It was difficult to get an accurate head count, but it was estimated that about 50 people showed up wearing their tall mud boots, ready to empty the two-bedroom trailer house of its entire contents.
What’s the easiest way to pack a travel trailer with household items? Well that would be an assembly line of course! Helpers stood in the cold water and passed everything from bedding to small furniture from person to person until it reached the end of the line.
While Morris-Howard had already given up hope of being able to retrieve her major household furnishings, the volunteers had other plans and one by one, her appliances, bed, couch, and other furnishings made their way to storage units.
The scene looked like worker ants packing off sticks and twigs to the ant pile.
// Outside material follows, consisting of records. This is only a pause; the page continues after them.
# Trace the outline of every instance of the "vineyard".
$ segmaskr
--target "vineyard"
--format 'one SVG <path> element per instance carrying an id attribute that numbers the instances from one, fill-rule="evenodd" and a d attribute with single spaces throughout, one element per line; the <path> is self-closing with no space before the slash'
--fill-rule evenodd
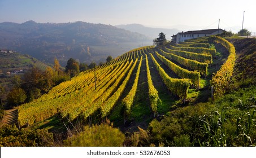
<path id="1" fill-rule="evenodd" d="M 219 70 L 212 66 L 216 43 L 229 52 Z M 221 94 L 232 75 L 235 58 L 233 45 L 218 37 L 136 49 L 21 105 L 18 124 L 30 126 L 54 116 L 71 121 L 92 117 L 118 117 L 122 122 L 137 115 L 141 120 L 154 118 L 174 104 L 189 102 L 194 94 L 210 91 L 210 85 L 216 90 L 214 96 Z M 138 102 L 144 109 L 136 107 Z"/>

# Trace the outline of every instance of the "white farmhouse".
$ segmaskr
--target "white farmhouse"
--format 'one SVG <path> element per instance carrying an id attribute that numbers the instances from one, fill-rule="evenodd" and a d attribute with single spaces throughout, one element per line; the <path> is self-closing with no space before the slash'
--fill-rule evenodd
<path id="1" fill-rule="evenodd" d="M 172 41 L 178 43 L 180 42 L 184 42 L 186 40 L 221 34 L 224 32 L 225 32 L 225 30 L 222 29 L 189 30 L 185 32 L 182 32 L 178 33 L 176 35 L 173 34 L 173 36 L 172 36 Z"/>

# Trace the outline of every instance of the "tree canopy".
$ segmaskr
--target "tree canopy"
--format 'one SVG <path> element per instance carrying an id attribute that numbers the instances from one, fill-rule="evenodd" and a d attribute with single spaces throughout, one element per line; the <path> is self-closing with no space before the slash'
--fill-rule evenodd
<path id="1" fill-rule="evenodd" d="M 238 36 L 251 36 L 251 32 L 249 31 L 246 29 L 241 29 L 237 32 Z"/>
<path id="2" fill-rule="evenodd" d="M 157 46 L 162 46 L 165 42 L 166 42 L 166 35 L 161 32 L 158 36 L 158 38 L 155 38 L 153 40 L 154 44 Z"/>
<path id="3" fill-rule="evenodd" d="M 74 77 L 79 73 L 79 64 L 73 58 L 68 59 L 66 66 L 65 72 L 70 74 L 70 76 Z"/>
<path id="4" fill-rule="evenodd" d="M 106 59 L 106 60 L 107 60 L 107 62 L 110 62 L 112 60 L 113 60 L 113 57 L 112 57 L 110 55 L 107 56 L 107 59 Z"/>

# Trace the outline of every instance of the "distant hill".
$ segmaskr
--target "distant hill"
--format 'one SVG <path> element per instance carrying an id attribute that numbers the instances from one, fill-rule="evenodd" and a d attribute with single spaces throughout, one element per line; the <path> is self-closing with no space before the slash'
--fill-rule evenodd
<path id="1" fill-rule="evenodd" d="M 123 28 L 126 30 L 143 34 L 151 38 L 152 41 L 153 39 L 158 37 L 158 34 L 161 32 L 166 34 L 166 37 L 167 40 L 170 40 L 171 38 L 171 36 L 173 34 L 176 34 L 179 32 L 180 32 L 179 30 L 176 29 L 146 27 L 138 24 L 119 25 L 116 25 L 116 27 L 119 28 Z"/>
<path id="2" fill-rule="evenodd" d="M 62 66 L 73 58 L 80 62 L 105 62 L 141 45 L 152 42 L 145 36 L 105 24 L 68 23 L 0 23 L 0 49 L 28 54 Z"/>
<path id="3" fill-rule="evenodd" d="M 44 71 L 51 65 L 27 54 L 12 50 L 0 50 L 0 85 L 10 84 L 14 75 L 23 75 L 33 67 Z"/>

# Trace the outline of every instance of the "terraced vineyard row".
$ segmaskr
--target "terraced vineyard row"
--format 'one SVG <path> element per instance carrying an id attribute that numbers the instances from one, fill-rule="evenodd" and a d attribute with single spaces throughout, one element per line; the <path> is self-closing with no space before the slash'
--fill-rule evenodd
<path id="1" fill-rule="evenodd" d="M 146 106 L 155 116 L 162 104 L 150 67 L 154 67 L 157 70 L 159 77 L 166 86 L 163 88 L 167 89 L 179 98 L 177 99 L 184 102 L 189 89 L 199 89 L 200 80 L 202 80 L 200 73 L 205 76 L 208 74 L 208 66 L 214 60 L 216 53 L 214 49 L 209 49 L 209 42 L 226 43 L 220 42 L 222 38 L 211 38 L 190 40 L 181 44 L 171 43 L 161 48 L 138 48 L 100 67 L 80 73 L 40 98 L 21 106 L 19 124 L 21 126 L 30 125 L 57 114 L 71 121 L 77 117 L 86 120 L 96 114 L 104 118 L 111 113 L 115 106 L 122 107 L 124 109 L 123 115 L 130 115 L 138 95 L 137 91 L 141 90 L 138 89 L 138 85 L 144 78 L 147 81 L 148 95 L 140 97 L 144 97 L 142 99 L 149 98 L 150 103 Z M 229 45 L 224 45 L 229 48 Z M 149 59 L 153 62 L 149 62 Z M 146 72 L 146 76 L 141 76 L 144 78 L 139 77 L 142 72 Z M 218 75 L 217 73 L 216 76 Z M 218 87 L 215 78 L 212 83 Z M 132 86 L 124 94 L 128 82 Z M 117 104 L 119 102 L 122 103 Z"/>

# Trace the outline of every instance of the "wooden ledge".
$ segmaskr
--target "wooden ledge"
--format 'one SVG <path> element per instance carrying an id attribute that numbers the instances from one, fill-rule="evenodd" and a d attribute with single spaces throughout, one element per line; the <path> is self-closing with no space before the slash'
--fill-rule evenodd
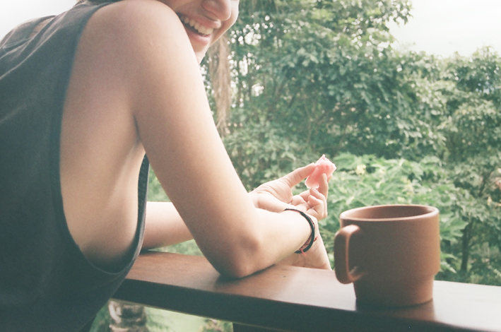
<path id="1" fill-rule="evenodd" d="M 434 300 L 403 308 L 357 304 L 332 271 L 272 266 L 221 277 L 204 257 L 141 254 L 117 300 L 290 331 L 501 331 L 501 287 L 435 281 Z"/>

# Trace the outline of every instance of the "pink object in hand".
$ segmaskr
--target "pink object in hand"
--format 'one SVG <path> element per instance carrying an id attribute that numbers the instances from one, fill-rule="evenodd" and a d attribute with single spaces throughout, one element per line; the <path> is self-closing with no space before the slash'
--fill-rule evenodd
<path id="1" fill-rule="evenodd" d="M 336 165 L 329 159 L 325 158 L 325 155 L 322 155 L 317 162 L 315 162 L 315 169 L 311 172 L 306 179 L 305 184 L 308 188 L 317 189 L 319 187 L 319 181 L 322 174 L 327 175 L 327 179 L 330 179 L 332 173 L 336 170 Z"/>

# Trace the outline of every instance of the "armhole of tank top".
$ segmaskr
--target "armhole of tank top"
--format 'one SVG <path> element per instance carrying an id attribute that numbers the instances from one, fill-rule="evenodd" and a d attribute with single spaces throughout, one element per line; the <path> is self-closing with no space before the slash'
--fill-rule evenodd
<path id="1" fill-rule="evenodd" d="M 81 261 L 86 262 L 86 264 L 95 272 L 100 273 L 105 273 L 108 275 L 120 275 L 126 272 L 130 269 L 135 261 L 137 255 L 138 254 L 141 249 L 141 240 L 143 233 L 144 227 L 144 218 L 142 218 L 142 220 L 138 218 L 138 225 L 136 230 L 136 235 L 134 237 L 134 246 L 131 248 L 131 251 L 126 255 L 126 257 L 119 262 L 118 266 L 110 267 L 110 268 L 102 268 L 94 264 L 90 261 L 87 257 L 83 255 L 81 250 L 78 247 L 78 244 L 75 242 L 69 232 L 68 228 L 68 225 L 66 224 L 66 215 L 64 213 L 64 208 L 63 203 L 62 197 L 62 189 L 61 187 L 61 170 L 60 170 L 60 158 L 61 158 L 61 132 L 62 126 L 62 115 L 64 108 L 64 104 L 66 102 L 66 94 L 68 91 L 68 88 L 69 86 L 69 82 L 71 78 L 72 69 L 74 64 L 75 55 L 76 54 L 77 48 L 80 42 L 80 40 L 82 37 L 83 30 L 87 25 L 89 20 L 96 11 L 98 11 L 100 8 L 107 6 L 112 3 L 105 3 L 100 4 L 98 5 L 88 5 L 86 4 L 82 4 L 78 6 L 75 6 L 73 8 L 70 9 L 78 10 L 80 6 L 93 6 L 94 8 L 90 11 L 90 13 L 85 14 L 86 17 L 82 20 L 81 23 L 79 25 L 79 30 L 78 32 L 78 36 L 75 37 L 74 45 L 72 46 L 71 49 L 71 58 L 69 60 L 70 64 L 68 64 L 68 73 L 66 77 L 61 82 L 61 92 L 59 95 L 57 97 L 59 101 L 57 102 L 58 107 L 59 107 L 57 112 L 54 112 L 53 114 L 53 122 L 51 134 L 51 186 L 52 187 L 52 192 L 54 195 L 54 213 L 55 218 L 57 218 L 57 223 L 59 230 L 61 232 L 61 236 L 63 237 L 63 240 L 66 242 L 66 245 L 73 251 L 75 254 L 78 255 Z M 76 14 L 78 15 L 78 14 Z M 139 197 L 139 194 L 138 193 L 138 198 L 141 199 Z M 146 202 L 145 202 L 146 204 Z M 138 215 L 139 215 L 140 211 L 138 211 Z M 144 215 L 144 211 L 143 211 L 143 215 Z"/>

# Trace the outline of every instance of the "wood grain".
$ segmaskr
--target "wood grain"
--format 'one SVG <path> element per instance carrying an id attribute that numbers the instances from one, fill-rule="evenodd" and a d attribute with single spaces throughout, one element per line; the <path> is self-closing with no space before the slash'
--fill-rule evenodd
<path id="1" fill-rule="evenodd" d="M 169 253 L 141 254 L 114 297 L 278 331 L 501 331 L 501 287 L 435 281 L 432 302 L 375 307 L 332 271 L 275 266 L 230 280 L 204 257 Z"/>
A devoted group of people stayed inside the home, packing boxes from each room and placing them near the front door for their trip down the human assembly line.
Several Clearwater Valley students made quick work carting heavy appliances across the flowing waters, a feat much appreciated by the older help.
More volunteers appeared to help clean up outside debris and yard waste, a task happily done by a few children who made a game of sorting through the muddy remnants of planting pots and garden hoses while cheerfully stomping through the muddy pools.
A pillar of strength, Morris-Howard gracefully allowed a host of people into her home to salvage her things and try and make right what a raging creek tried to destroy.
“To all of you that took your time to support me and help in many ways despite the cold water and rescue my belongings, I sincerely wish to express my gratitude,” said Morris-Howard. “I could not name them all, but I don’t want to neglect to name the key people that spent days engineering the big move: Cindy Lane and family, Kristina Perry for taking care of my loving cat Pookey, Scott Geofrey, Mark Craig, along with a big crew of co-workers from the timber shop of the Clearwater National Forest, Scott from Freedom Northwest Credit Union, Denise Bacon from the Red Cross, and many others. I wish to express my sheer gratitude and thanks to all of you for turning one of the most devastating times of my life into an easy transition.”
Morris-Howard hopes to find a place in Kamiah to rent so she can be closer to her job and cannot wait to finally be reunited with her cat Pookey.